Die „Arbeits- und Lebenswelten der Zukunft mit Bildung gestalten“. Diesem aktuellen Thema widmete sich ARBEIT UND LEBEN Sachsen im Rahmen einer Fachtagung am 28. August 2018 im Dresdner Kraftwerk Mitte. Nach der Begrüßung durch Geschäftsführer Frank Schott, skizzierte Trendforscher Max Hergt in seinem Impulsvortrag anschaulich die Chancen und Herausforderungen für eine soziale Gestaltung der Arbeits- und Lebenswelten der Zukunft.

Welche Rolle Bildungsangebote in diesem Prozess spielen können, wurde in der darauffolgenden Podiumsrunde diskutiert. An dieser beteiligten sich neben dem Trendforscher auch der stellvertretende Ministerpräsident des Freistaats Sachsen, Martin Dulig, Iris Kloppich,  langjährige Vorsitzende von ARBEIT UND LEBEN Sachsen, Hubert Romer, Geschäftsführer Worldskills e. V. und Maud Vogel, Teamerin der politischen Bildung bei ARBEIT UND LEBEN Sachsen. Moderiert wurde die Diskussion von Ulrike Stansch von ARBEIT UND LEBEN Sachsen.

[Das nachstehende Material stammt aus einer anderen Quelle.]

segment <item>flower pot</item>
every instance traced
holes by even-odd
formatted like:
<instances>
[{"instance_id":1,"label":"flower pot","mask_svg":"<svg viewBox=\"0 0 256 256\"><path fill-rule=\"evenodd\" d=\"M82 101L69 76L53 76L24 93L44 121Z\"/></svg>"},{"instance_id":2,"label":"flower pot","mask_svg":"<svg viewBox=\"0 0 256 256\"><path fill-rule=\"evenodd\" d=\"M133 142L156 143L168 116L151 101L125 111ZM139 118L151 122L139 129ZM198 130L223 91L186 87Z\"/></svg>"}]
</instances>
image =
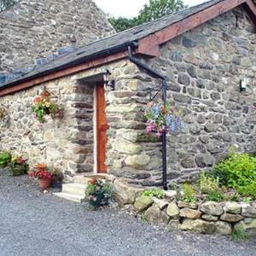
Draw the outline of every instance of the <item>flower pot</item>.
<instances>
[{"instance_id":1,"label":"flower pot","mask_svg":"<svg viewBox=\"0 0 256 256\"><path fill-rule=\"evenodd\" d=\"M52 179L51 178L39 178L39 187L42 189L46 189L50 187Z\"/></svg>"}]
</instances>

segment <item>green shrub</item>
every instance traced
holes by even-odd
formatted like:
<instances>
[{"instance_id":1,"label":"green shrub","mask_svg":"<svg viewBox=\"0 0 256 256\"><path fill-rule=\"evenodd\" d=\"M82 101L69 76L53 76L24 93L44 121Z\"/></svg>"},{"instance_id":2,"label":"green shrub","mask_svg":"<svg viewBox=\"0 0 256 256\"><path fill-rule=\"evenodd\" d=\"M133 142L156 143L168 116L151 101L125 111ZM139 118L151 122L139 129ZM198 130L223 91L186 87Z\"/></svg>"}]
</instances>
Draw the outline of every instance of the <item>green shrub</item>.
<instances>
[{"instance_id":1,"label":"green shrub","mask_svg":"<svg viewBox=\"0 0 256 256\"><path fill-rule=\"evenodd\" d=\"M256 199L256 181L252 180L248 184L245 186L240 186L237 191L243 196L251 196Z\"/></svg>"},{"instance_id":2,"label":"green shrub","mask_svg":"<svg viewBox=\"0 0 256 256\"><path fill-rule=\"evenodd\" d=\"M155 196L159 199L163 199L166 196L166 193L164 190L161 190L161 189L148 189L148 190L143 191L141 193L141 195L149 196L149 197Z\"/></svg>"},{"instance_id":3,"label":"green shrub","mask_svg":"<svg viewBox=\"0 0 256 256\"><path fill-rule=\"evenodd\" d=\"M9 172L12 176L20 176L26 174L28 172L28 165L13 165L9 167Z\"/></svg>"},{"instance_id":4,"label":"green shrub","mask_svg":"<svg viewBox=\"0 0 256 256\"><path fill-rule=\"evenodd\" d=\"M214 167L211 175L218 177L221 184L243 195L256 195L256 158L248 154L230 154Z\"/></svg>"},{"instance_id":5,"label":"green shrub","mask_svg":"<svg viewBox=\"0 0 256 256\"><path fill-rule=\"evenodd\" d=\"M206 200L212 201L223 201L224 200L224 195L220 191L212 191L207 195Z\"/></svg>"},{"instance_id":6,"label":"green shrub","mask_svg":"<svg viewBox=\"0 0 256 256\"><path fill-rule=\"evenodd\" d=\"M209 176L212 176L215 179L218 179L218 183L219 185L225 185L229 182L229 177L228 177L228 172L224 172L221 169L218 169L218 167L214 167L217 169L213 169L211 172L208 172Z\"/></svg>"},{"instance_id":7,"label":"green shrub","mask_svg":"<svg viewBox=\"0 0 256 256\"><path fill-rule=\"evenodd\" d=\"M6 167L11 161L11 154L8 152L0 153L0 167Z\"/></svg>"},{"instance_id":8,"label":"green shrub","mask_svg":"<svg viewBox=\"0 0 256 256\"><path fill-rule=\"evenodd\" d=\"M196 192L194 187L190 184L183 184L183 201L188 203L196 202Z\"/></svg>"},{"instance_id":9,"label":"green shrub","mask_svg":"<svg viewBox=\"0 0 256 256\"><path fill-rule=\"evenodd\" d=\"M108 206L112 198L112 189L108 182L93 178L88 182L85 196L89 204L95 209Z\"/></svg>"},{"instance_id":10,"label":"green shrub","mask_svg":"<svg viewBox=\"0 0 256 256\"><path fill-rule=\"evenodd\" d=\"M12 176L20 176L26 174L28 172L27 160L22 156L12 157L10 163L8 165L8 171Z\"/></svg>"},{"instance_id":11,"label":"green shrub","mask_svg":"<svg viewBox=\"0 0 256 256\"><path fill-rule=\"evenodd\" d=\"M202 194L208 194L219 190L218 177L214 177L202 172L199 179L199 188Z\"/></svg>"}]
</instances>

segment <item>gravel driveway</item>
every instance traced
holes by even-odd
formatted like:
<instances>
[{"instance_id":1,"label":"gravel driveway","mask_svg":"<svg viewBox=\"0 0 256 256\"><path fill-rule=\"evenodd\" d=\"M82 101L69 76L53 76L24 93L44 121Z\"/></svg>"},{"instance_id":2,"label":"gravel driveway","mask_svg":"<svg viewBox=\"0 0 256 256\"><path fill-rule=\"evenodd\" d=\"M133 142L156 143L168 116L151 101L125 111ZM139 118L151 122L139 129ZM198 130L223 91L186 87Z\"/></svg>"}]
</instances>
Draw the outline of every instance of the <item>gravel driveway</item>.
<instances>
[{"instance_id":1,"label":"gravel driveway","mask_svg":"<svg viewBox=\"0 0 256 256\"><path fill-rule=\"evenodd\" d=\"M253 256L256 242L165 232L117 209L86 211L38 192L27 177L2 174L0 255Z\"/></svg>"}]
</instances>

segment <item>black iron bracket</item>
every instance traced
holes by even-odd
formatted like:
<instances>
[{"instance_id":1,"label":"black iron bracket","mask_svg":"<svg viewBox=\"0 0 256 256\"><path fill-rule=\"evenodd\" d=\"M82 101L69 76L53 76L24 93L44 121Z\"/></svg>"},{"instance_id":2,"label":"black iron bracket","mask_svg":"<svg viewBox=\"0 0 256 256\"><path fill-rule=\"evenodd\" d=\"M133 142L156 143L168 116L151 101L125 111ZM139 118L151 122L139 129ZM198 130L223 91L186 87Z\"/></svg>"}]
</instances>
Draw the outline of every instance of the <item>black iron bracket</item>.
<instances>
[{"instance_id":1,"label":"black iron bracket","mask_svg":"<svg viewBox=\"0 0 256 256\"><path fill-rule=\"evenodd\" d=\"M128 47L128 56L129 60L136 64L137 66L145 69L148 73L149 73L152 77L160 79L162 80L162 86L158 90L156 94L152 97L152 89L150 89L150 101L153 101L156 98L158 94L162 91L162 101L164 104L166 104L166 90L167 90L167 82L165 76L159 73L155 70L152 69L150 67L147 66L145 63L142 62L140 60L135 58L132 55L132 51L131 46ZM167 190L167 164L166 164L166 131L164 131L162 137L162 172L163 172L163 188L165 190Z\"/></svg>"}]
</instances>

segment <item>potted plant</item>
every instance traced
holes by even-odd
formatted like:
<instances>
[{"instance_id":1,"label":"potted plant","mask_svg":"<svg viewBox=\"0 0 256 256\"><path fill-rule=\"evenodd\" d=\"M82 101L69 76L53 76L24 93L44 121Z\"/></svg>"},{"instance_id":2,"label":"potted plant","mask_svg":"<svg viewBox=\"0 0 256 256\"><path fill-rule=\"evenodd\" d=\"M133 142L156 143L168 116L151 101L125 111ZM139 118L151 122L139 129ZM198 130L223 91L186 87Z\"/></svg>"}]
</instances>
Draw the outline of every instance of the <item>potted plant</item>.
<instances>
[{"instance_id":1,"label":"potted plant","mask_svg":"<svg viewBox=\"0 0 256 256\"><path fill-rule=\"evenodd\" d=\"M9 165L9 172L12 176L24 175L27 173L28 164L27 160L22 156L12 157Z\"/></svg>"},{"instance_id":2,"label":"potted plant","mask_svg":"<svg viewBox=\"0 0 256 256\"><path fill-rule=\"evenodd\" d=\"M147 132L156 131L157 137L160 137L164 131L171 133L179 131L183 125L181 113L170 103L149 102L145 110Z\"/></svg>"},{"instance_id":3,"label":"potted plant","mask_svg":"<svg viewBox=\"0 0 256 256\"><path fill-rule=\"evenodd\" d=\"M64 175L63 175L62 172L58 168L53 168L52 175L53 175L53 182L52 182L51 186L53 188L56 188L56 189L61 189L62 188L62 180L64 178Z\"/></svg>"},{"instance_id":4,"label":"potted plant","mask_svg":"<svg viewBox=\"0 0 256 256\"><path fill-rule=\"evenodd\" d=\"M38 164L35 171L30 172L29 175L38 179L39 187L42 189L49 188L53 181L53 174L45 164Z\"/></svg>"},{"instance_id":5,"label":"potted plant","mask_svg":"<svg viewBox=\"0 0 256 256\"><path fill-rule=\"evenodd\" d=\"M85 189L85 196L89 204L96 209L108 205L112 198L110 183L103 179L90 180Z\"/></svg>"},{"instance_id":6,"label":"potted plant","mask_svg":"<svg viewBox=\"0 0 256 256\"><path fill-rule=\"evenodd\" d=\"M50 101L50 93L46 89L34 99L32 110L40 123L45 122L45 115L50 115L52 119L63 116L63 108Z\"/></svg>"},{"instance_id":7,"label":"potted plant","mask_svg":"<svg viewBox=\"0 0 256 256\"><path fill-rule=\"evenodd\" d=\"M9 152L0 153L0 167L4 168L11 161L11 154Z\"/></svg>"}]
</instances>

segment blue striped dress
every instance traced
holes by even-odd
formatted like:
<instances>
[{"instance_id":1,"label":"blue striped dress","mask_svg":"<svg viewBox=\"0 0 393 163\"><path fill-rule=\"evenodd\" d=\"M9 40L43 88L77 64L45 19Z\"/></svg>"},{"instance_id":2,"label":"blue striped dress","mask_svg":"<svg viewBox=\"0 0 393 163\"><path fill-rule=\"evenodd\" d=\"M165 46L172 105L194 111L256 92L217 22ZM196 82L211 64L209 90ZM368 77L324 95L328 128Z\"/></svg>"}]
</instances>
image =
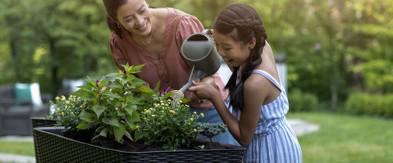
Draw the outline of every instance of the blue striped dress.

Den von Max Hergt vorgebrachten Wunsch nach einer gezielteren Förderung der digitalen Kompetenzen ergänzte Hubert Romer um die Forderung auch eine entsprechende Wertekompetenz in den Mittelpunkt der Bildungsarbeit der Zukunft zu stellen und erntete damit viel Applaus. Iris Kloppich verwahrte sich gegen eine drohende Ökonomisierung der Bildung und verwies auf die notwendige Förderung sozialer Kompetenzen als Voraussetzung für eine bewusste Gestaltung der Arbeits- und Lebenswelten der Zukunft. Vorausgegangen waren dem Reflexionen von Maud Vogel und Martin Dulig über die technische Ausstattung der sächsischen Schulen und die Vermittlung von Medienkompetenz im Bildungsbereich.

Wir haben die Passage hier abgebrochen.